Guerra ucraniana y medios de incomunicación
El primero de esos rasgos lo aporta una sórdida combinación en la que se dan cita los consensos cerrados, la censura, la manipulación y, con frecuencia, la xenofobia. Si en algún momento, inmediatamente después del inicio de la agresión militar rusa, se registró algún tipo de pluralismo en los debates, ese pluralismo ha ido remitiendo en provecho de un discurso monocorde que no admite las disensiones y, más aún, demoniza estas últimas. A su amparo no puede apreciarse otra cosa que un ejercicio pundonoroso de censura que invita a acallar aquellas voces que, en lugar singular, subrayan que las potencias occidentales tienen su responsabilidad en la gestación del conflicto presente. Quien se atreve a sugerir lo anterior es inmediatamente tildado de defensor de lo que significa, en todos los órdenes, la miseria de la Rusia putiniana. Para que nada falte, la propuesta de los medios se caracteriza por una manipulación asentada en un maniqueísmo extremo: aunque uno entienda que no puede juzgarse de la misma forma al agresor y al agredido, pareciera como si el ejército ruso fuese la fuente de todos los desmanes, de tal modo que del otro lado de la trinchera no hubiese sino un puntilloso respeto de las normas más exigentes en materia de guerra y derechos humanos. Por detrás, en fin, y como no podía ser de otra manera, con frecuencia despunta una manifiesta rusofobia –distinguir entre gobernantes y gente de a pie es un ejercicio al parecer delicado e inalcanzable- que ha suscitado la réplica, en determinados círculos, de una no menos inquietante ucraniofobia.
El segundo de los rasgos que invocaba remite a una visible marginación de los expertos. Y entiendo ahora por tales a los que cuentan con un conocimiento certificable en lo que respecta al área geográfica y a los agentes que operan sobre el terreno. Cierto es que esos expertos eran, y son, muy pocos, y que entre ellos menudean los que han aceptado sin rubor el escenario que acabo de mal describir.

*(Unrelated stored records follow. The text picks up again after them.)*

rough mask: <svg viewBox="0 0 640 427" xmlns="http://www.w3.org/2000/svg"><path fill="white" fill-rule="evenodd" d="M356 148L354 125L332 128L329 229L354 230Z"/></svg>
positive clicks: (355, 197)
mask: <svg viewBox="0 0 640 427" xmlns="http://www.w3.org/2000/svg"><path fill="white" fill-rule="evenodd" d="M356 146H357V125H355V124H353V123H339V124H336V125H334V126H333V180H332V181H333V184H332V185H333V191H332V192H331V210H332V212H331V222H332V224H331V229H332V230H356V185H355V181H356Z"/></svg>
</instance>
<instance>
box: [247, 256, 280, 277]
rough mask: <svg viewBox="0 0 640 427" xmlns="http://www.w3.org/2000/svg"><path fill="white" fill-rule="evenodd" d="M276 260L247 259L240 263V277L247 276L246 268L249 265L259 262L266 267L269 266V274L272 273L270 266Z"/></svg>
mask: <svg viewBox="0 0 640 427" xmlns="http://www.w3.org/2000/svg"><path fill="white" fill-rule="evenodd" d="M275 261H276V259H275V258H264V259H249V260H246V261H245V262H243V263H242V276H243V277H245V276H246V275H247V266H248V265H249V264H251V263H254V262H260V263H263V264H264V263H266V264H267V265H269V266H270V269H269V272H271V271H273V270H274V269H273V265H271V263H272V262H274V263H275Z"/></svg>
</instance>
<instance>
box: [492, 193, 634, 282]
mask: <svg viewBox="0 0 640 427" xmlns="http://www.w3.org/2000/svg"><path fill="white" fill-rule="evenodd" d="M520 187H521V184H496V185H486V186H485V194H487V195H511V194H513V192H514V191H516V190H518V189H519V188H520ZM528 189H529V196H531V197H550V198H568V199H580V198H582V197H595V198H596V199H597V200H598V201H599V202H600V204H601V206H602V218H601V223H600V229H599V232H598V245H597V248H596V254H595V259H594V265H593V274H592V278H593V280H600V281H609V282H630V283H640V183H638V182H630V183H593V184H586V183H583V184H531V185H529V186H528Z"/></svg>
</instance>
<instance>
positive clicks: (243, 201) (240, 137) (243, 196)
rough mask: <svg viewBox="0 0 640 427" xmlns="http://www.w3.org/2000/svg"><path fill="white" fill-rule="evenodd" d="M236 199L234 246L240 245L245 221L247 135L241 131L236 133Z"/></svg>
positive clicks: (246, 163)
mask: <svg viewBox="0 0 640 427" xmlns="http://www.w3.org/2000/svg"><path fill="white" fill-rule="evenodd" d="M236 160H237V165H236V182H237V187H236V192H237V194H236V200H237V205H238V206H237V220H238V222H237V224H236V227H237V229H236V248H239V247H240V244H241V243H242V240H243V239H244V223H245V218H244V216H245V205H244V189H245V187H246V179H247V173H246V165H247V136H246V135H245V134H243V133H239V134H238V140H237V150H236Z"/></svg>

Lo que me interesa subrayar es que los que, pese a ello, han intentado resistir se han visto sustituidos por otra modalidad de expertos, que en este caso lo son en misiles, tanques y regimientos, en grave menoscabo de la consideración de los procesos de fondo. Aunque, claro, peor aún ha resultado ser el escenario que nos proponen los grandes medios de la mano de esa estirpe de antiexpertos que son, por un lado, los enviados especiales –y tan especiales- y, por el otro, los líderes de opinión, que hoy hablan de Mariúpol y mañana glosarán las desventuras derivadas de las elecciones andaluzas o los problemas del sector lácteo en la montaña leonesa.
Mayor relieve corresponde, con todo, al tercero, y último, de los rasgos. Para cerrar el círculo, y por si quedan los rescoldos de algún debate molesto, ahí están, impartiendo doctrina, los tertulianos. Días atrás engullí uno de los numerosos y aciagos programas de televisión adeptos a la todología. Sin ninguna disensión de por medio, ninguno de los participantes se dejó llevar por el propósito de aportar algún argumento original, de mencionar un nombre propio o una fecha, y de demostrar, en otras palabras, que había asumido algún esfuerzo de preparación de sus intervenciones. ¿Para qué si hay que dar por supuesto que en un programa de esa naturaleza molestan las discusiones relativas a verdades esenciales e intocables? Casi dos meses atrás anoté, con ironía, que esperaba que La Sexta invitase, por fin, a Miguel Ángel Revilla, ese eterno proscrito, y permitiese que el presidente cántabro nos abriese los ojos sobre la naturaleza oculta de la crisis ucraniana. Pues allí estaba, con su proverbial campechanería.
Alguien aducirá que nada de lo relatado es, realmente, nuevo. Cierto. Pero me da el pálpito de que lo que vemos en estas horas, con los periodistas de a pie –permítaseme el empleo de esta categoría difusa- callados o acallados, no anuncia nada bueno en el escenario que nos preparan. Con ecofascismos y colapsos en la trastienda.